= Peter B. Licata =

American educator

Peter B. Licata is an American educator and the superintendent of Fort Worth Independent School District in Texas since March 2026, hired as part of the state takeover. Previously, he served as superintendent of Broward County Public Schools, the sixth-largest school district in the United States and the second largest in the state of Florida. He became the superintendent of Broward County Public Schools on July 11, 2023, and resigned in April 2024 - serving as the Superintendent for only 10 months. Licata resigned citing health concerns.

== Early life and education ==
Licata grew up in Pompano Beach, Florida, where he attended McNab Elementary School. He is the youngest of five children. His father was a lifetime coach and an Algebra teacher.

He has a Bachelor of Arts in Business Administration from University of Miami, a Master of Science in Educational Leadership from Barry University and a Doctor of Philosophy in Global Leadership from Lynn University.
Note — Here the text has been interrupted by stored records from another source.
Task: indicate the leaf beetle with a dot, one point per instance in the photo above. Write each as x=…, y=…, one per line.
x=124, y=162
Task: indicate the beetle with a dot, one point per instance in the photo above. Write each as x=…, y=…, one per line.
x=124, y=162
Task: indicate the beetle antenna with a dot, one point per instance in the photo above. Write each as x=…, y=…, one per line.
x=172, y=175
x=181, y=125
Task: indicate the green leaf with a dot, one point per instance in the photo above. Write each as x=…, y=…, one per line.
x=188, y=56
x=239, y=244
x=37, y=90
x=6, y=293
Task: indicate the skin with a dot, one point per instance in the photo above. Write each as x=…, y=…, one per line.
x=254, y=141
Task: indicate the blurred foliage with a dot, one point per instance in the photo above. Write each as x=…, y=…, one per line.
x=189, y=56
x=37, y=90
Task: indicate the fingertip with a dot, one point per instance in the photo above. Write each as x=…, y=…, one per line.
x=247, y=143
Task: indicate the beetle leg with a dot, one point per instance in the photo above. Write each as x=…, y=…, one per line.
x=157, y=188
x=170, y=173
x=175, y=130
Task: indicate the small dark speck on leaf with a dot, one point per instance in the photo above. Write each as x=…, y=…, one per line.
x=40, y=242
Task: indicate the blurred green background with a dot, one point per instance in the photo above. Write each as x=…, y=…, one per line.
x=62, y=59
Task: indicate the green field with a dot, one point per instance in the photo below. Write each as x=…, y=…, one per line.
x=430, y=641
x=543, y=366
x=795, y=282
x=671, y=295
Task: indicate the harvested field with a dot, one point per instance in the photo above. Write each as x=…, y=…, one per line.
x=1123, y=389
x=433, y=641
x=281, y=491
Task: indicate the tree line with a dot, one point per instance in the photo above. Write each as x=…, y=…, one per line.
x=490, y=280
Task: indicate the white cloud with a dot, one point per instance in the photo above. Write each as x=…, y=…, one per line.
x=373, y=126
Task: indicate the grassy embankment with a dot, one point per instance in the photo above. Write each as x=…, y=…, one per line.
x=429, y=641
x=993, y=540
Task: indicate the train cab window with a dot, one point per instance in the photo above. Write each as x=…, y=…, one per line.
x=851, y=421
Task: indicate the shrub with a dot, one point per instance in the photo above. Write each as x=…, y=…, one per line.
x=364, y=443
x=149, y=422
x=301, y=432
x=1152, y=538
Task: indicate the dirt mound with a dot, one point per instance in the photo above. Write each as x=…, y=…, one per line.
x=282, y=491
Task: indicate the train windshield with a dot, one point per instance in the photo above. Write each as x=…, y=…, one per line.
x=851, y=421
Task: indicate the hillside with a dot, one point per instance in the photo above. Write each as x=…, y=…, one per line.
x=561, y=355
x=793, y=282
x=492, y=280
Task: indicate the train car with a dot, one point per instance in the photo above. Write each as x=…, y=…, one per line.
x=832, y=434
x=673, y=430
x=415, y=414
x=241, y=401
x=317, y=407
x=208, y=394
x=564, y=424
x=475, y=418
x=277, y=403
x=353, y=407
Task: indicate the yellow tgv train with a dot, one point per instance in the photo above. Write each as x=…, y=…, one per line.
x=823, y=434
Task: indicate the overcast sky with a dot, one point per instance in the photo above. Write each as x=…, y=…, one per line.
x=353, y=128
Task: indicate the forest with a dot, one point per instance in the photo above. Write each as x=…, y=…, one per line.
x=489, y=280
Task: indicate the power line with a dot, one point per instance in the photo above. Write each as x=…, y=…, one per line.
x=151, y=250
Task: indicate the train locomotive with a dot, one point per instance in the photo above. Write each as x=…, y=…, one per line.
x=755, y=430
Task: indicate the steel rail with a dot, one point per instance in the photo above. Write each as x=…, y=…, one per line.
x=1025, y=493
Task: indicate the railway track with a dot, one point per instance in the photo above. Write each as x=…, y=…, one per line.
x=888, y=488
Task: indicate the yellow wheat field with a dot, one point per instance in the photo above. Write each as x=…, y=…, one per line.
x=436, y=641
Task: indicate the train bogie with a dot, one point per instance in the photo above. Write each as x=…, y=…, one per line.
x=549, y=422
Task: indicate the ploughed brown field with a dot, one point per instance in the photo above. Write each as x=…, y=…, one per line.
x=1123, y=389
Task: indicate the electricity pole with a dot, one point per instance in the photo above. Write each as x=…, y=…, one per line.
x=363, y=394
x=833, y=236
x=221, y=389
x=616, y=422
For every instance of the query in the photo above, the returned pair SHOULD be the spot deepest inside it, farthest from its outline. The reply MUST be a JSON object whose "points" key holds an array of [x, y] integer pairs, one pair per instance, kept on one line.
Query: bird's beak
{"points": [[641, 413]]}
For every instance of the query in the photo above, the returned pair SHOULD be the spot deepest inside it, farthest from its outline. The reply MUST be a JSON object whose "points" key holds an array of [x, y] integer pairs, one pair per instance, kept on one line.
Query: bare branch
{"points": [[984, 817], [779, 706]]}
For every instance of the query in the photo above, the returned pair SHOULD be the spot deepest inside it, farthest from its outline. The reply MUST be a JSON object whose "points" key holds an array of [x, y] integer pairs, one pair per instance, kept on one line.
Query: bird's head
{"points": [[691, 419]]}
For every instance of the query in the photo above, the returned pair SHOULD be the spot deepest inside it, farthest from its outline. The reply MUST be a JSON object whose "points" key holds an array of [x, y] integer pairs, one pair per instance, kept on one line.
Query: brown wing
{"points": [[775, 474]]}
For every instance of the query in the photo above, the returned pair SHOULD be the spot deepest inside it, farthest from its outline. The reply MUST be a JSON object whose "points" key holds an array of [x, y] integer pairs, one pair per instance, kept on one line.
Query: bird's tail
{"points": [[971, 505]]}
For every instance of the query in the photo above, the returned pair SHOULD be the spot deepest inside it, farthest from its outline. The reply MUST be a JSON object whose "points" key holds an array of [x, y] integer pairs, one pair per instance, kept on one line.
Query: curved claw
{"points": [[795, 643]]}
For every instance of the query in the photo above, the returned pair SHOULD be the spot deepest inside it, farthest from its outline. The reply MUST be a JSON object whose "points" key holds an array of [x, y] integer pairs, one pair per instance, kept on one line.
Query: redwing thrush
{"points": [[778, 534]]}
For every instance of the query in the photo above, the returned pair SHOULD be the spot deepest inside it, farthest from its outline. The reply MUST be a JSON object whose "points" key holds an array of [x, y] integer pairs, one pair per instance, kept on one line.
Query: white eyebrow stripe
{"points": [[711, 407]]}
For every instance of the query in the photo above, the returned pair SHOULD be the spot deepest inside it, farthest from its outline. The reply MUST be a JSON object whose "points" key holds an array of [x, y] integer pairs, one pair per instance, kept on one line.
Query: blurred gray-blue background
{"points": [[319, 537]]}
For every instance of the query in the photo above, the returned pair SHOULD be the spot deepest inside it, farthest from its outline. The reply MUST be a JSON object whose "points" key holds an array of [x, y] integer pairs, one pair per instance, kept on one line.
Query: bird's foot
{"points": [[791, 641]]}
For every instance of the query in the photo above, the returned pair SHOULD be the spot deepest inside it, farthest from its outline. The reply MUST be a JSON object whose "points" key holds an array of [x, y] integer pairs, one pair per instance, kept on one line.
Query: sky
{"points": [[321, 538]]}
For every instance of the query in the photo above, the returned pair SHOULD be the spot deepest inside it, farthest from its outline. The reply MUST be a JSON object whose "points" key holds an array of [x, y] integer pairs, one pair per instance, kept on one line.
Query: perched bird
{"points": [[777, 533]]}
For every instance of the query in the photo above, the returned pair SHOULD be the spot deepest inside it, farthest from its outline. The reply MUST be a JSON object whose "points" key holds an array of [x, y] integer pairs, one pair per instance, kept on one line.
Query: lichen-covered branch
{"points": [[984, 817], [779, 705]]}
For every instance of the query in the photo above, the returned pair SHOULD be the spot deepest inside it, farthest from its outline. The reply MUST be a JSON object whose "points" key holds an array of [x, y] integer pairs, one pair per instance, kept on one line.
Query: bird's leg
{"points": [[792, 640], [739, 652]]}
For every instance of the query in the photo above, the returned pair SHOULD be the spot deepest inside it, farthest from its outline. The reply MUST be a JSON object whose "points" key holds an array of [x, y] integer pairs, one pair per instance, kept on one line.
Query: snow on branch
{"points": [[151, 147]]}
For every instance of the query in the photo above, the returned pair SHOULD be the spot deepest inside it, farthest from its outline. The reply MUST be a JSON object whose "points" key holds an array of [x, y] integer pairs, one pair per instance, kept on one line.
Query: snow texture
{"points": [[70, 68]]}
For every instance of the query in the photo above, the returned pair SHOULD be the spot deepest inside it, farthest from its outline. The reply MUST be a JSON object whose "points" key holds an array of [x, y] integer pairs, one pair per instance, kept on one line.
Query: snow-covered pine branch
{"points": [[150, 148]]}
After his Bachelor's, he started as a seventh grade Geography teacher.

== Career ==
Licata spent three decades in education, 3 of those years as a teacher in the School District of Palm Beach County.

Licata began his career in education as a teacher at John F. Kennedy Middle School and Olympic Heights High School, both in Boca Raton, Florida. He was an assistant principal at Eagles' Landing Middle School, and principal at Boca Raton Middle School and Olympic Heights Community High School.

He held several district leadership roles beginning in 2009, eventually becoming the Regional Superintendent of the South Region of the School District of Palm Beach County in 2019. In his role, he oversaw 59 schools, 65,000 students, and over 5,000 teachers.

Licata became Superintendent of Broward County Public Schools in 2023. Licata replaced former school superintendent Dr. Vickie Cartwright. He resigned in April 2024 due to health concerns.

From 2010 to 2019, Licata was also an adjunct professor in the Principal Internship Program at Florida Atlantic University.

=== Fort Worth Independent School District (ISD) ===
In March 2026, as part of the state takeover, Texas Education Commissioner Mike Morath appointed Licata as the superintendent of Fort Worth Independent School District, ninth largest school district in Texas. Licata will earn an annual base salary of $360,000 under a four-year contract approved by the state-appointed Board of Managers, extending his tenure through at least 2030. In addition to his base pay, the contract includes a monthly $1,000 car allowance and a $300 monthly technology stipend. Licata is also eligible for performance-based incentives and retention bonuses, with potential additional compensation tied to district goals set by the Board of Managers. His compensation package is based on the salary structure of his predecessor and was negotiated with the Texas Education Agency (TEA) before being approved by the Board of Managers.